Senator Dianne Feinstein, a Democrat from California, honed in on Mueller’s finding that, in the summer of 2017, Trump asked Don McGahn, the White House counsel, to deny a New York Times article that reported that Trump had ordered McGahn to fire the special counsel. “Does existing law prohibit efforts to get a witness to lie?” Feinstein asked. Barr said that it does, and he also conceded that McGahn had come away believing the President ordered him to push Rosenstein to invoke conflict of interest against Mueller. But Barr insisted that there was an important difference between Trump simply ordering McGahn to fire Mueller and asking him to tell Rosenstein to remove him because of alleged conflicts of interest. In the latter case, Barr suggested, another special counsel would be appointed. Feinstein wasn’t buying it. “You still have a situation where a President essentially tries to change the lawyer’s account in order to prevent further criticism of himself,” she said. To which, Barr responded, “Well that’s not a crime.”

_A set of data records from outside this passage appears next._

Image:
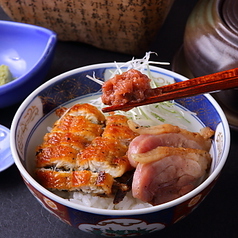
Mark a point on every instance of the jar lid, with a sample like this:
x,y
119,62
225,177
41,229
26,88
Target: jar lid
x,y
230,16
6,159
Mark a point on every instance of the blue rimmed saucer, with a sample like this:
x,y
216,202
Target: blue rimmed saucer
x,y
6,159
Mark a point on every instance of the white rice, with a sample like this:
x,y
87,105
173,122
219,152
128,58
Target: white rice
x,y
128,203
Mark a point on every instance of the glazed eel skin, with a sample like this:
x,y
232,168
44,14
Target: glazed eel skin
x,y
84,151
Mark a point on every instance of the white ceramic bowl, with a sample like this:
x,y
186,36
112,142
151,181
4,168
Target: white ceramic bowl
x,y
28,52
35,114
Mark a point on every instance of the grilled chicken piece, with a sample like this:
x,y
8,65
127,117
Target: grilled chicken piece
x,y
86,181
169,161
177,136
175,173
86,110
130,86
108,153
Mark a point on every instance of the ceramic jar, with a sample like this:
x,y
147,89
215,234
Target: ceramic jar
x,y
211,42
127,26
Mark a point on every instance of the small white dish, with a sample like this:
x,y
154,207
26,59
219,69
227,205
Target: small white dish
x,y
6,159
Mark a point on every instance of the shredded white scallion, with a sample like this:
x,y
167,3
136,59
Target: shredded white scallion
x,y
153,114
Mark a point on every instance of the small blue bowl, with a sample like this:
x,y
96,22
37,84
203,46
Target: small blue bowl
x,y
37,113
28,52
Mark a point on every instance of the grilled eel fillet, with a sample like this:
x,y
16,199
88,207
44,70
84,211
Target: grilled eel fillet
x,y
84,151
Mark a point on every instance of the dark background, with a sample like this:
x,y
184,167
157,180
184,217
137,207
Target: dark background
x,y
22,216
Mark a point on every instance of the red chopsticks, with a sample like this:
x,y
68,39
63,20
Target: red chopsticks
x,y
218,81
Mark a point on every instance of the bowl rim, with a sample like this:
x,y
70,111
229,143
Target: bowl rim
x,y
101,211
51,42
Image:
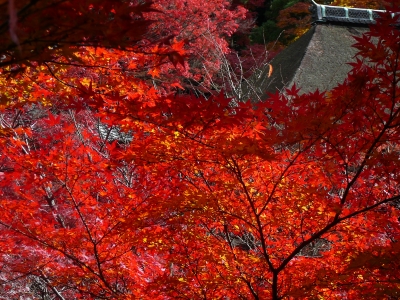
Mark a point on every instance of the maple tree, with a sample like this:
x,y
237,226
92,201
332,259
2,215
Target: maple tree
x,y
113,186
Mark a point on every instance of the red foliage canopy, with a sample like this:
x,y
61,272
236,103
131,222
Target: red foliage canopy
x,y
112,187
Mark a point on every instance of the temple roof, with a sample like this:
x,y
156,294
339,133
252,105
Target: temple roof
x,y
319,59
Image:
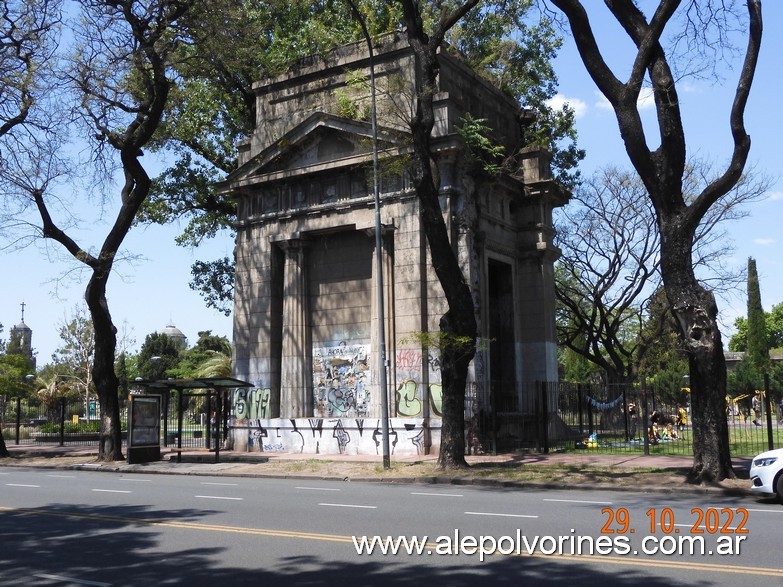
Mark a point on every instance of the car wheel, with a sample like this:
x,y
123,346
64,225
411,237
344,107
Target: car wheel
x,y
779,486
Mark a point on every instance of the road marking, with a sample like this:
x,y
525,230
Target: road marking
x,y
348,505
503,515
719,568
318,488
580,501
71,580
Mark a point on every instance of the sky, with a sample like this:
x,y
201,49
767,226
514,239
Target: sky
x,y
152,292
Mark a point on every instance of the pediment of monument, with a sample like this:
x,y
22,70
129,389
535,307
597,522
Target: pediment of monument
x,y
320,140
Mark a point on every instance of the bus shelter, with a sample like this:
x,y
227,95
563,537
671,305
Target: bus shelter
x,y
215,389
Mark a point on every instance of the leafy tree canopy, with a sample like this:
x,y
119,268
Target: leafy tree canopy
x,y
773,321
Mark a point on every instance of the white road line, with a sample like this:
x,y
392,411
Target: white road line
x,y
730,528
503,515
318,488
348,505
71,580
580,501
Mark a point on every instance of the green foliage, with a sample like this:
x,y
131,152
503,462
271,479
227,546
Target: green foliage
x,y
500,42
214,280
14,369
210,354
233,43
481,149
744,379
773,321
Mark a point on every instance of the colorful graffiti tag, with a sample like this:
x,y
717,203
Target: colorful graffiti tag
x,y
409,395
341,380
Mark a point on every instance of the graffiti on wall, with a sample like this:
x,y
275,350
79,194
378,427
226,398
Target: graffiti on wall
x,y
410,365
252,404
341,380
334,436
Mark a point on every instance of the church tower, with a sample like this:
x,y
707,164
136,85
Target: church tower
x,y
21,338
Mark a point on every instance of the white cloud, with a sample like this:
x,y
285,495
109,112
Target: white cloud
x,y
557,102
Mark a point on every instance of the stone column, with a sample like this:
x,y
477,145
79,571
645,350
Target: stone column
x,y
296,374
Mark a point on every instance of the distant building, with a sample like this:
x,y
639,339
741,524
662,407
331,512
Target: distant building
x,y
176,335
20,338
305,317
735,358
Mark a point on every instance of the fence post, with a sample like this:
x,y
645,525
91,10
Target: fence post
x,y
545,416
769,412
625,415
18,417
62,421
179,424
645,419
590,414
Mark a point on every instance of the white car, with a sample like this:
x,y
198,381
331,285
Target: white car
x,y
766,473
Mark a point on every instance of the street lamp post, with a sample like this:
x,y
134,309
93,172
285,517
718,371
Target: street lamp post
x,y
378,249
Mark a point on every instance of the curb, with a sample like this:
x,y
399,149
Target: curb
x,y
223,470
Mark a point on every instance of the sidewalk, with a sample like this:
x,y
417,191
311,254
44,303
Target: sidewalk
x,y
583,470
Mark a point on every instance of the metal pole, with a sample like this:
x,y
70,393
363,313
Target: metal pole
x,y
768,408
378,250
645,418
62,421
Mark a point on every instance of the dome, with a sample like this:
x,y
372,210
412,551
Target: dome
x,y
22,327
175,334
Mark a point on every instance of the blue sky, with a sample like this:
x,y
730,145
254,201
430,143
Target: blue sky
x,y
153,291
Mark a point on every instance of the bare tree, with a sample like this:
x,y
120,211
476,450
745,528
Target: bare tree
x,y
610,269
458,325
119,74
662,170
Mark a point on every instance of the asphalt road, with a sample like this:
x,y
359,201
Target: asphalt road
x,y
97,528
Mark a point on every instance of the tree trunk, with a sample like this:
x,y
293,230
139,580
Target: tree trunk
x,y
106,383
696,313
458,327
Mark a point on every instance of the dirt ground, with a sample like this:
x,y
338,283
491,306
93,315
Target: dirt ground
x,y
497,474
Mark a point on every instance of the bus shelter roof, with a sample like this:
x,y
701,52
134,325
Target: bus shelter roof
x,y
216,383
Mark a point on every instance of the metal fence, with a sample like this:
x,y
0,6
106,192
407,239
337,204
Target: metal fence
x,y
31,421
543,417
550,416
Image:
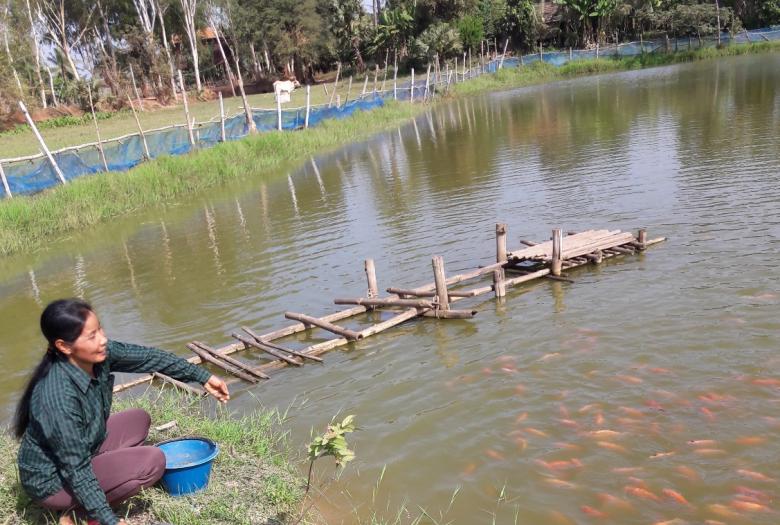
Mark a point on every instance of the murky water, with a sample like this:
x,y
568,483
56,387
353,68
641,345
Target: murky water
x,y
565,403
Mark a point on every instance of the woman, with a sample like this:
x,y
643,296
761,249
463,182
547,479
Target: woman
x,y
74,455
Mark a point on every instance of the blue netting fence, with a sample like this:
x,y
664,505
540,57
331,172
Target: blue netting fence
x,y
35,173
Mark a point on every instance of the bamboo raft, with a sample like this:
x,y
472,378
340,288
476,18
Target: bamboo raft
x,y
534,260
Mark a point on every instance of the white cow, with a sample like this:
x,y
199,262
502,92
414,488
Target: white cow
x,y
283,88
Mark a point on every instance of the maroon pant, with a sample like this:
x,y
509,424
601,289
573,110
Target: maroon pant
x,y
122,467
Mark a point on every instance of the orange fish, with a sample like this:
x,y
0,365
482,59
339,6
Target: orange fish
x,y
688,473
675,496
702,443
755,476
611,446
494,454
748,506
750,441
590,511
639,492
469,470
707,412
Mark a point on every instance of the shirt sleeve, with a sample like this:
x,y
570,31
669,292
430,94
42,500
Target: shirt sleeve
x,y
125,357
72,456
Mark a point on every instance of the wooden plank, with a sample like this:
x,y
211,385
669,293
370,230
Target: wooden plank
x,y
235,362
325,325
221,364
259,339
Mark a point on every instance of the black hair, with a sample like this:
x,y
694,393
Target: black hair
x,y
61,319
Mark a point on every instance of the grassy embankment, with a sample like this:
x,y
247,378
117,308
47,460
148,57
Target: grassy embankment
x,y
27,223
252,480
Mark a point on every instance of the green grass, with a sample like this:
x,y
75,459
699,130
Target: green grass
x,y
28,223
252,481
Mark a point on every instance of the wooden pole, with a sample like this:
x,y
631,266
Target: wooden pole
x,y
349,90
221,118
325,325
498,283
411,90
373,288
641,239
308,106
5,182
97,130
221,364
278,112
263,341
440,281
501,230
230,360
260,346
140,129
44,148
557,262
335,85
179,384
135,89
186,109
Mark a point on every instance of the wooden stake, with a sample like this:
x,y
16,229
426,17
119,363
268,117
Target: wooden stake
x,y
230,360
440,281
501,230
405,303
265,348
262,341
325,325
335,85
279,112
97,130
186,109
411,91
135,89
179,384
308,106
373,288
498,283
5,182
221,364
641,239
557,262
140,129
221,118
44,149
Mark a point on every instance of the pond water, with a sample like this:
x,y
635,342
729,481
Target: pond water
x,y
646,391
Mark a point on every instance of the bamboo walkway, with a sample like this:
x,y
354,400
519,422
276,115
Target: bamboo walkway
x,y
533,261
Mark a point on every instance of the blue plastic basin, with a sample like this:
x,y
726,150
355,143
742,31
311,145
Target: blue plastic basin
x,y
187,464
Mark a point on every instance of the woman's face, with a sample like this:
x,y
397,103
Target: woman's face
x,y
89,348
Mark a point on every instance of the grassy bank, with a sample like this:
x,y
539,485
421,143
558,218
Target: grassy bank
x,y
251,482
538,73
27,223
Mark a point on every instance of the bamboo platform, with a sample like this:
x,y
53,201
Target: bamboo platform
x,y
534,260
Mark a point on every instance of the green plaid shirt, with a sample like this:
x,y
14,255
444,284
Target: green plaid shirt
x,y
68,413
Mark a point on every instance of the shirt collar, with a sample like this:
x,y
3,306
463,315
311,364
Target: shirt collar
x,y
77,375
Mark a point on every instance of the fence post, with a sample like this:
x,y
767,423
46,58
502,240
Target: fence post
x,y
140,129
42,143
97,130
279,112
308,106
5,182
221,118
186,109
411,90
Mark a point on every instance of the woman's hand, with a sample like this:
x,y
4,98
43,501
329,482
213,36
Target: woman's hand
x,y
217,388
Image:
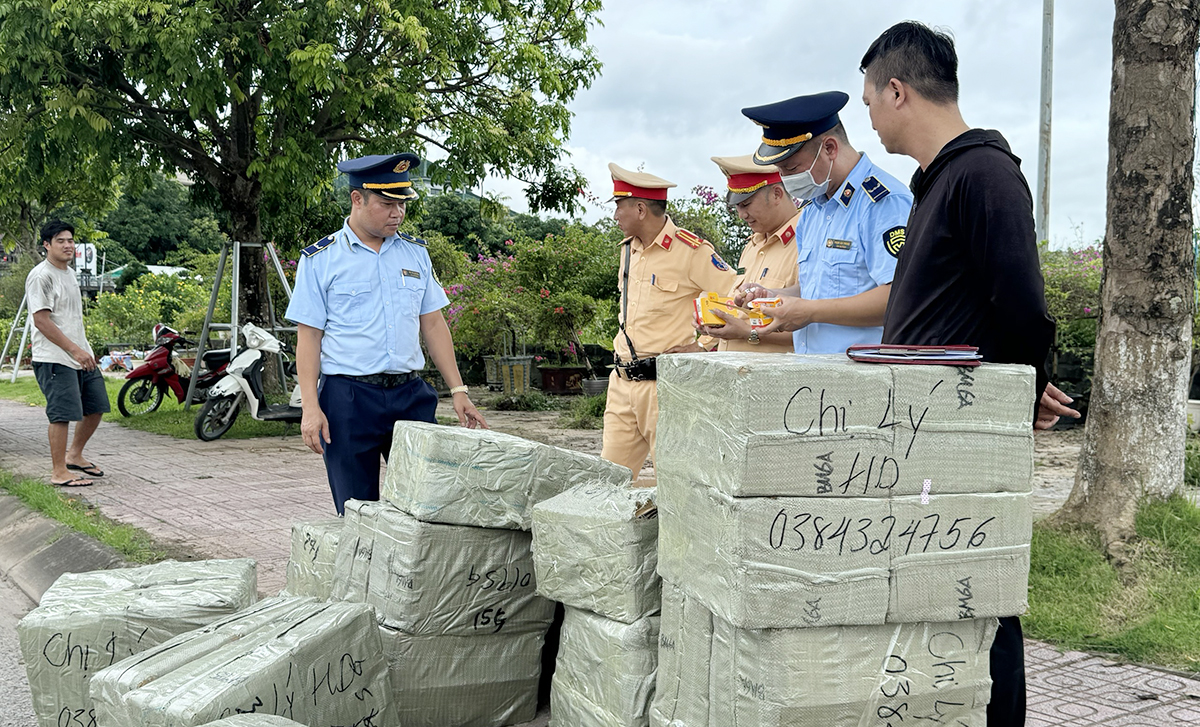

In the afternoon session, a number of Democratic Presidential candidates questioned Barr. Amy Klobuchar, who took Barr through many of the episodes detailed in the Mueller report about Trump possibly obstructing justice, noted that she had learned in law school to “look at the totality of the evidence.” Cory Booker accused Barr of putting his “own credibility into question” and normalizing Trump’s aberrant behavior. Kamala Harris got him to admit that neither he nor Rosenstein had reviewed all of the evidence underlying the Mueller report before they concluded that there wasn’t a case for obstruction-of-justice charges against Trump. Later in the afternoon, Harris and Booker both called on Barr to resign.
There is no chance of that happening. Before the hearing wrapped up, the Attorney General again portrayed Trump as a wronged man. “How did we get to the point here, where the evidence is now that the President was falsely accused of colluding with the Russians, accused of being treasonous, accused of being a Russian agent?” he said to the Republican senator Marsha Blackburn. “Two years of his Administration have been dominated by allegations that have now been proven false. To listen to some of the rhetoric, you would think that the Mueller report had found the opposite.”
Barr was due back on Capitol Hill, on Thursday morning, to testify to the Democrat-controlled House Judiciary Committee, which has confirmed that it wants him to answer questions from staff lawyers. Barr had previously objected to that format, and, on Wednesday evening, the Justice Department informed the Committee that he isn’t going to show up. With its Democratic members already preparing to issue a subpoena to obtain an unredacted version of the Mueller report, the story won’t end here.